Professor Ram Sasisekharan, of MIT's Biological Engineering Division, says they are hopeful and optimistic, that as they translate the process into humans, the results will equate with those they have seen in animals.

The use of nanotechnology manipulates the smart bomb's materials on a molecular or atomic scale, to deliver chemotherapy drugs to destroy the tumor, and anti-angiogenesis agents to block its blood supply.

The bomb, which is like a balloon within a balloon, is injected into the bloodstream and it travels to the tumor burrowing deep inside.

At this point the outer membrane disintegrates and releases an anti-angiogenesis drug so the blood vessels feeding the tumor collapse.

The drug-packed nanocell is trapped inside the tumor, and explodes unleashing the chemotherapy drug to kill the cancerous cells.

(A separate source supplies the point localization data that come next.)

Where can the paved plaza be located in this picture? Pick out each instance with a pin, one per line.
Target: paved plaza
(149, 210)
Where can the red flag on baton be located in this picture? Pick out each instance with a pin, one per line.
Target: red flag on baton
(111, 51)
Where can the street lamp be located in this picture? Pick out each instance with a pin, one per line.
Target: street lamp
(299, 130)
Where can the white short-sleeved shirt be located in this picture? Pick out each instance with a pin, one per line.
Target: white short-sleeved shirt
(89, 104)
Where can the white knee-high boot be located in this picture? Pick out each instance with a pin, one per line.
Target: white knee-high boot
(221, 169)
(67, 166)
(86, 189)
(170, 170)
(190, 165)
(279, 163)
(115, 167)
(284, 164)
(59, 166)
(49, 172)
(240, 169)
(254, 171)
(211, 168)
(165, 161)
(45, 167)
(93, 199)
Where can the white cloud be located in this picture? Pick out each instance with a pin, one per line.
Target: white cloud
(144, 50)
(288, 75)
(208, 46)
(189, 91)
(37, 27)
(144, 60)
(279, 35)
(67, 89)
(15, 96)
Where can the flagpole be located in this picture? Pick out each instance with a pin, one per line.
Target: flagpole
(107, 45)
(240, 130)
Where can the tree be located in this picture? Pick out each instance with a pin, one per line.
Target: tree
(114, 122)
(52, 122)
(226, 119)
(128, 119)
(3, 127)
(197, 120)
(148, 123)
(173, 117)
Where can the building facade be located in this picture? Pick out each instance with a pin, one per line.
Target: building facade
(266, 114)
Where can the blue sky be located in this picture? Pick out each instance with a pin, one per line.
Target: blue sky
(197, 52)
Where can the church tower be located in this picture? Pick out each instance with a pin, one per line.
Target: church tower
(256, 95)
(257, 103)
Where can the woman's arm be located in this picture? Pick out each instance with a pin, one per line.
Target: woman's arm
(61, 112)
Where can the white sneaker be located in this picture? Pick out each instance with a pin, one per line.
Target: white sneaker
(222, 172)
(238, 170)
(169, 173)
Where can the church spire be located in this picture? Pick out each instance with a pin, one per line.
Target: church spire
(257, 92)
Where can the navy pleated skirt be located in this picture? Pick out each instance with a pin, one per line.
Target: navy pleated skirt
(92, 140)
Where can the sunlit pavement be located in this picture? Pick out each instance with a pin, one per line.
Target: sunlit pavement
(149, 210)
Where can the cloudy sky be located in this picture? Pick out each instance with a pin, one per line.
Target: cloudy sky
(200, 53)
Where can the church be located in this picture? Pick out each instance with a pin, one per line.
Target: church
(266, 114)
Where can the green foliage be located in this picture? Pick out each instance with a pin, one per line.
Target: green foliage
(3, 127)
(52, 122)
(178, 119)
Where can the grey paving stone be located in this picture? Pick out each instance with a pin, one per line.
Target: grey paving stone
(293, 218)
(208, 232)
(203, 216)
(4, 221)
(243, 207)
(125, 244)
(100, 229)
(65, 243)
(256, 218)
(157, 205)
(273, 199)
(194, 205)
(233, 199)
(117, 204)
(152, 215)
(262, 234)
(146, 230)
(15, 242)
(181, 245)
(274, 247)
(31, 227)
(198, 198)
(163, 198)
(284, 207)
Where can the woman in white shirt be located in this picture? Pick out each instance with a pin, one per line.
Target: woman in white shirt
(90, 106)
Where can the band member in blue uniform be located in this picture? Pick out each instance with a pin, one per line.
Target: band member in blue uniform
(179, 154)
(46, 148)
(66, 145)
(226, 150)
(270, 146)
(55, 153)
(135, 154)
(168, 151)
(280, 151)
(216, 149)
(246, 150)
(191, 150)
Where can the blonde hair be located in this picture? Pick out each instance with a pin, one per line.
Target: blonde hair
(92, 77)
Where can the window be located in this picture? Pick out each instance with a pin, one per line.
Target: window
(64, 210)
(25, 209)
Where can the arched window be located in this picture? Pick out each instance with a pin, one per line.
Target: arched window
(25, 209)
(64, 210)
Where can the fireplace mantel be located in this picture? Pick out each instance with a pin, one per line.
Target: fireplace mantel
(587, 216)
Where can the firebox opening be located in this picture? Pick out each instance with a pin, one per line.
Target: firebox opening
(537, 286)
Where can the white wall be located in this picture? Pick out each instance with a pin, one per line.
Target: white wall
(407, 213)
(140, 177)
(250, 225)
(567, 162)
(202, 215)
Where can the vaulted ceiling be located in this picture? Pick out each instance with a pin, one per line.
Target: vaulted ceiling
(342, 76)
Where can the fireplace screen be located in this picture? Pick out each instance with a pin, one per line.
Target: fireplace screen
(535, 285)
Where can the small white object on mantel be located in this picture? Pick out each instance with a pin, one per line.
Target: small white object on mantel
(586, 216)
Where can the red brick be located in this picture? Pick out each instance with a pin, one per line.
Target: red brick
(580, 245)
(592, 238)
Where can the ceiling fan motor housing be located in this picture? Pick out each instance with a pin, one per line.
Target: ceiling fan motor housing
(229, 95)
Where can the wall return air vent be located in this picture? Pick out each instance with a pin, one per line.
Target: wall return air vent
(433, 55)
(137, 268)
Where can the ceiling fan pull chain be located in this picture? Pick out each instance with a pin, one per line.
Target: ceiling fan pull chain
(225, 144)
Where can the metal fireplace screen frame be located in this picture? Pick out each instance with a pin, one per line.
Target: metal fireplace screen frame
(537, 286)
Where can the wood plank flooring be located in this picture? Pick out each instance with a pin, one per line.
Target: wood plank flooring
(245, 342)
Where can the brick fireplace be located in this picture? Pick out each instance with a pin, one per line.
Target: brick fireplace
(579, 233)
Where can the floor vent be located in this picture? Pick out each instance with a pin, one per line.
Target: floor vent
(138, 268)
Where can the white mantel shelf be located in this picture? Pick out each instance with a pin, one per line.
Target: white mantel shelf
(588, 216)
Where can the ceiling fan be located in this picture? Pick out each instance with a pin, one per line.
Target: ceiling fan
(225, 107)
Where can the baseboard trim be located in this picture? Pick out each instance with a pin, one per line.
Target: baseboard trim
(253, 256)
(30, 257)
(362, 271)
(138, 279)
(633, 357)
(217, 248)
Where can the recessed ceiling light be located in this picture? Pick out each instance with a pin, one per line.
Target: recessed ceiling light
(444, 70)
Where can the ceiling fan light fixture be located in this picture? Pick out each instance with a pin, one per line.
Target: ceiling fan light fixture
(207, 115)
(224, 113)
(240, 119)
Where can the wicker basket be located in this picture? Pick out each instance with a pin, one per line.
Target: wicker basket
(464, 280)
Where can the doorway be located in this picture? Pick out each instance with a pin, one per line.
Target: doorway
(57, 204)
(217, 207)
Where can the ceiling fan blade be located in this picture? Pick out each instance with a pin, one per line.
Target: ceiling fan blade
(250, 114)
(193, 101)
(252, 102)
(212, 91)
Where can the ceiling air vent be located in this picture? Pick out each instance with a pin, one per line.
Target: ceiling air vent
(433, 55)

In the process no healthy cells are destroyed, so debilitating side effects such as hair loss, vomiting, nausea and weight loss are eliminated.

Sasisekharan says by killing the supply lines, the tumor cells cannot escape and spread, and the leaching of the chemotherapy agents to the healthy cells is limited.

In the study the team found that eighty percent of the mice treated with the nanocell bomb, lived longer than 65 days, while rodents receiving the best chemotherapy lasted only 30; mice that received no treatment, died at 20 days.

The scientists say that the smart bomb was more effective against melanoma than lung cancer which demonstrates the need to change the design of the bomb to attack different types of cancer.

Judah Folkman, a cancer expert at the Children's Hospital Boston, says the technique is elegant in that it can attack a tumors vascular system and the cancer cells.

The researchers believe that this new approach to drug delivery, using existing drugs and materials could have a similar impact in humans.

They also believe it could be adapted to work for other types of cancer and illnesses and to test drug combinations.

Sasisekharan says they have been able to show, that the method, definitely decreases the toxicity of the drugs, and increases their efficacy.

The findings are reported in the science journal Nature.